Potensi infeksi trematoda secara alamiah pada ayam (Gallus domesticus), itik (Anas domesticus) dan itik manila (Cairina moschata) untuk pengendalian fasciolosis dengan cara biologi
Abstract
Menurut Anonimous (1974), fasciolosis merupakan penyakit ternak yang menmpati urutan kedua setelah Tetelo yang paling banyak menimbulkan kerugian ekonomi. Kerugian ekonomi akibat fasciolosis ini tidak kurang dari 516 miliar rupiah pertahun dari tahun 1986 sampai dengan tahun 1990 (Anonimous, 1991). Pengendalian fasciolosis dapat dilakukan dengan memutuskan siklus hidup dari Fasciola gigantica melalui pemberantasan siput sebagai inang antaranya, pencegahan penyebaran telur atau larvanya maupun pemberantasan cacing dewasa di dalam tubuh induk semangnya baik dengan cara fisik, kimia ataupun dengan cara biologi. Salah satu strategi pengendalian fasciolosis pada ternak ruminansia di Indonesia adalah menggunakan itik (Anas domesticus) sebagai penyedia larva trematoda yang berperan sebagai kompetitor terhadap larva F. gigantica di dalam mendapatkan siput Lymnaea rubiginosa. Namun penggunaan itik ini dapat meningkatkan kasus gatal-gatal pada petani sebagai akibat dari infeksi larva trematoda dari famili Schistosomatidae yang berasal dari siput tersebut. Untuk itu perlu dicari agen biologi alternatif lainnya sebagai pengganti itik.

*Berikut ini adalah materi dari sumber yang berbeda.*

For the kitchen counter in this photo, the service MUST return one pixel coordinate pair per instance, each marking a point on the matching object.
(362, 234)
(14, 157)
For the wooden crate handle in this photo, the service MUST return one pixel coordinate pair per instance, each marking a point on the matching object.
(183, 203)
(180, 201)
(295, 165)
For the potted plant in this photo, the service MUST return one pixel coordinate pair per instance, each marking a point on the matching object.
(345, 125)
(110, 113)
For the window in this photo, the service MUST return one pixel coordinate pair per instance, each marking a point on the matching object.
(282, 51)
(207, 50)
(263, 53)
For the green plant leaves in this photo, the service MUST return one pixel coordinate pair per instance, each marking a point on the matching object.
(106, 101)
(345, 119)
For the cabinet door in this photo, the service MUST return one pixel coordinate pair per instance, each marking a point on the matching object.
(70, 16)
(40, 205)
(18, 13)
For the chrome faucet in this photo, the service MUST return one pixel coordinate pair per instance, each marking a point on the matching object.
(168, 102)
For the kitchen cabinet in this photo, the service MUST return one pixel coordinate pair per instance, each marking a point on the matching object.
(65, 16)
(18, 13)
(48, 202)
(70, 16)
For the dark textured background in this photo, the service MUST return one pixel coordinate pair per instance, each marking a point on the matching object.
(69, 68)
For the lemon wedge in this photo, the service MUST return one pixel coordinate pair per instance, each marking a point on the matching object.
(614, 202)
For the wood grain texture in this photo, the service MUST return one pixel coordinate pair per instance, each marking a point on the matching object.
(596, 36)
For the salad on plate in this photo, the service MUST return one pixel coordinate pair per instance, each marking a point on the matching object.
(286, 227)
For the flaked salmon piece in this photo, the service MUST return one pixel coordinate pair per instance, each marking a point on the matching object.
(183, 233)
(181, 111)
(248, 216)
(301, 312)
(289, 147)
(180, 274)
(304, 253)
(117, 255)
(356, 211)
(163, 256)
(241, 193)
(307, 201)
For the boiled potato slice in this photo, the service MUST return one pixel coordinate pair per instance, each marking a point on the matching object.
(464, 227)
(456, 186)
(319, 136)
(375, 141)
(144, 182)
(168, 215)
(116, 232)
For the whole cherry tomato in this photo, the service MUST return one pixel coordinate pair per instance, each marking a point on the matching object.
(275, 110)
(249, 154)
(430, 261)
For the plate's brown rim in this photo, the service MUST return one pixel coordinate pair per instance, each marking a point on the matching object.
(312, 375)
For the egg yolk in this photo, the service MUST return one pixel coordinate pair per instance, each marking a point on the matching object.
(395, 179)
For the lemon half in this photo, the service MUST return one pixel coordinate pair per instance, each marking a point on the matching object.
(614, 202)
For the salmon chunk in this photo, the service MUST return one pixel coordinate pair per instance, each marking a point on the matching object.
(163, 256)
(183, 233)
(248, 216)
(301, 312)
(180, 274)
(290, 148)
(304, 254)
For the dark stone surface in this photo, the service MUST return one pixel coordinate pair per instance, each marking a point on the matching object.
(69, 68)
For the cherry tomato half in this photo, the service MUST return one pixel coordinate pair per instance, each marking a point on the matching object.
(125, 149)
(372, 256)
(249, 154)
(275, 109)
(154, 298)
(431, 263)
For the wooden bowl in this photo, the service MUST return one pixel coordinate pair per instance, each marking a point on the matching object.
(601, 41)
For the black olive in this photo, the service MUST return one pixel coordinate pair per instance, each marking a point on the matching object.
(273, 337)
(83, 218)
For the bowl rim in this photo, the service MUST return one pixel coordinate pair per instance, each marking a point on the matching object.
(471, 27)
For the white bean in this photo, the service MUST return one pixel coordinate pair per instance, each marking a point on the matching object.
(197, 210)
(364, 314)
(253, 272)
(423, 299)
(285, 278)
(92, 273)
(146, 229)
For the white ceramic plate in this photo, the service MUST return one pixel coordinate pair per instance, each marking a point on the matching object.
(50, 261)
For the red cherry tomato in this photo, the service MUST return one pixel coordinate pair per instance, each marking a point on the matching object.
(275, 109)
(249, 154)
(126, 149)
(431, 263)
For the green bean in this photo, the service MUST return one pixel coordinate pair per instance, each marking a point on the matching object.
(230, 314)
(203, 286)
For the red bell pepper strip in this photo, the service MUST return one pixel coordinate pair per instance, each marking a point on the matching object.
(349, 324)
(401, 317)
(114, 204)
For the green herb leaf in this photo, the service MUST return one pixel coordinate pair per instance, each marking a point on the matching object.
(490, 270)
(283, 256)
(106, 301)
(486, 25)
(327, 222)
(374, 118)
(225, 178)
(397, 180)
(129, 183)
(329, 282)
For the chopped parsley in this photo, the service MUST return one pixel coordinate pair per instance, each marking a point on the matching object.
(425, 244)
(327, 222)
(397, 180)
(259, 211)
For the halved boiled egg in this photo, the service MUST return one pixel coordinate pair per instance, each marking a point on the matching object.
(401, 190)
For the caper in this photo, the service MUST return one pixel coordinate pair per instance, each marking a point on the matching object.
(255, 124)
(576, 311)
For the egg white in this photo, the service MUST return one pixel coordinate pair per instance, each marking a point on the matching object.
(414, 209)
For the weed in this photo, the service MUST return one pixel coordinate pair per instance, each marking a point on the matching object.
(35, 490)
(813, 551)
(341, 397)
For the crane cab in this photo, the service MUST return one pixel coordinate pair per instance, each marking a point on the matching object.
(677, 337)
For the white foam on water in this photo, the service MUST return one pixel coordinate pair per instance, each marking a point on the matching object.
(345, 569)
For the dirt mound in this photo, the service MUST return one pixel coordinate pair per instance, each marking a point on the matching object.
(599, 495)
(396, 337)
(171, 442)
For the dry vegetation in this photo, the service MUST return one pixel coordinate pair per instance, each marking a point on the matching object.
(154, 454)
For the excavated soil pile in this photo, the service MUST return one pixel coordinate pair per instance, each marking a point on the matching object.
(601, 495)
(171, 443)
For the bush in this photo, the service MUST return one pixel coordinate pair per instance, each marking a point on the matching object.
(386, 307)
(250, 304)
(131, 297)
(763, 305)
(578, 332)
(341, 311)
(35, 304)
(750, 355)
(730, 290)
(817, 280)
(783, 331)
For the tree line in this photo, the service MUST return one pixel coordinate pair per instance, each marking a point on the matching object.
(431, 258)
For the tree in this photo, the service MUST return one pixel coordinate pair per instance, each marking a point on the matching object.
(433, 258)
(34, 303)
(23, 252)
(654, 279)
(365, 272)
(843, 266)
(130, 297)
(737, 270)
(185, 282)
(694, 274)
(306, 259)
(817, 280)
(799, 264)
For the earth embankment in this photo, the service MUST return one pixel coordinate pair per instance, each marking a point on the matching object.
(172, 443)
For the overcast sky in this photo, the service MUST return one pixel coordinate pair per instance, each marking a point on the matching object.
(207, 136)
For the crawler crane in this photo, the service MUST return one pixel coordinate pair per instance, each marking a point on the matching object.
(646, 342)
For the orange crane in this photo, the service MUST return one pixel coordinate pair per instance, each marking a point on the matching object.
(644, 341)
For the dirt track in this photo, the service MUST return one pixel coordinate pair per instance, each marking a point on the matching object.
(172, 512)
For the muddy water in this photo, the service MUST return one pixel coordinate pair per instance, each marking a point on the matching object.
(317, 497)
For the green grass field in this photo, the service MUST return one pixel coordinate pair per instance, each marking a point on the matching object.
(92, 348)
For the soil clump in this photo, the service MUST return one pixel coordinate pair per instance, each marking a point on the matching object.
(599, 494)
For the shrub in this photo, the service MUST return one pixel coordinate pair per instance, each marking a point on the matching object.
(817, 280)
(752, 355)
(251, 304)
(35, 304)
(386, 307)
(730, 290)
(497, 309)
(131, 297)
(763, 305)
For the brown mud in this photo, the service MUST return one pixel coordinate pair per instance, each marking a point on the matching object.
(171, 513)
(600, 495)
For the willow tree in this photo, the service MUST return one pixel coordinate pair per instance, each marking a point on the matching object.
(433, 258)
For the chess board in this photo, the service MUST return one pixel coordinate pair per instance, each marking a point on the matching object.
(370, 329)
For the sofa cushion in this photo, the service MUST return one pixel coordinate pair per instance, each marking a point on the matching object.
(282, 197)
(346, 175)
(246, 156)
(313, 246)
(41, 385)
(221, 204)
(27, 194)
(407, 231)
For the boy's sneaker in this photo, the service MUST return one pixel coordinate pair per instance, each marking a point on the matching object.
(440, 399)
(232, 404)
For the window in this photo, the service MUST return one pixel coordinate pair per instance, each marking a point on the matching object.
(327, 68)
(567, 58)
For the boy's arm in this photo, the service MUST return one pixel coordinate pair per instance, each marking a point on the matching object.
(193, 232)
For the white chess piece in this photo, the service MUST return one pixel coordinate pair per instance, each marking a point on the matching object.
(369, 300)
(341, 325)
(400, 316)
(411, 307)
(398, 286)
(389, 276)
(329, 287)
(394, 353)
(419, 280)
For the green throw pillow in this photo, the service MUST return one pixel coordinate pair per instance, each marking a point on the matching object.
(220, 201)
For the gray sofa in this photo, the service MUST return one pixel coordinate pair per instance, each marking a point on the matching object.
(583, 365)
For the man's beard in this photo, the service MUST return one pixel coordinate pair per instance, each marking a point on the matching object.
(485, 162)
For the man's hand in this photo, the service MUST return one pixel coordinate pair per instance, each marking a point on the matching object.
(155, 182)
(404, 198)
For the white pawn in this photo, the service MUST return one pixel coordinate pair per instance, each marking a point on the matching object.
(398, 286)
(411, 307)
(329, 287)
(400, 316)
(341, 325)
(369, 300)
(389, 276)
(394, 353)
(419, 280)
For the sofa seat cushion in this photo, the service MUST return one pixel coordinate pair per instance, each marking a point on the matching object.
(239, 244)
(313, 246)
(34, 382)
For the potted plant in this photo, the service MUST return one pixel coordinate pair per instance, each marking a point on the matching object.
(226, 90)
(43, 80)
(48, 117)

Dalam penelitian digunakan 3 jenis unggas yaitu: ayam (Gallus domesticus), itik (A. domesticus) dan itik manila (Cairina moschata). Ketiga jenis unggas tersebut berasal dari Kecamatan Surade yang diambil dengan cara sampling sebanyak 15 ekor untuk setiap jenis unggas. Setiap pagi dan sore hari selama tiga hari berturut-turut tinja diambil dan ditimbang untuk diperiksa telur tiap gram tinja (ttgt) dengan metode pengendapan dan total produksti telur trematoda. Pada hari ketiga, semua hewan percobaan dibunuh untuk mengidentifikasi dan menghitung cacing trematoda yang terdapat pada organ hati dan saluran pencernaan.
Hasil penelitian menunjukkan total produksi telur cacing trematoda yang tertinggi ada pada itik manila, diikuti oleh itik dan terendah pada ayam dengan nilai berturut-turut: 11.493; 5.840 dan 4.445. Rataan jumlah cacing trematoda terbanyak terdapat pada itik manila diikuti oleh ayam dan terendah pada itik dengan jumlah masing-masing: 123,1; 55,9 dan 50,1 dengan angka prevalensi 93,3 %, 100 % dan 86,7%. Dari hasil identifikasi cacing trematoda ditemukan sebanyak tujuh genera dari ketiga jenis unggas tersebut. Itik memiliki jenis cacing trematoda yang terbanyak dibandingkan dengan ayam dan itik manila. Sedangkan ayam dan itik manila memiliki jumlah jenis cacing trematoda yang sama.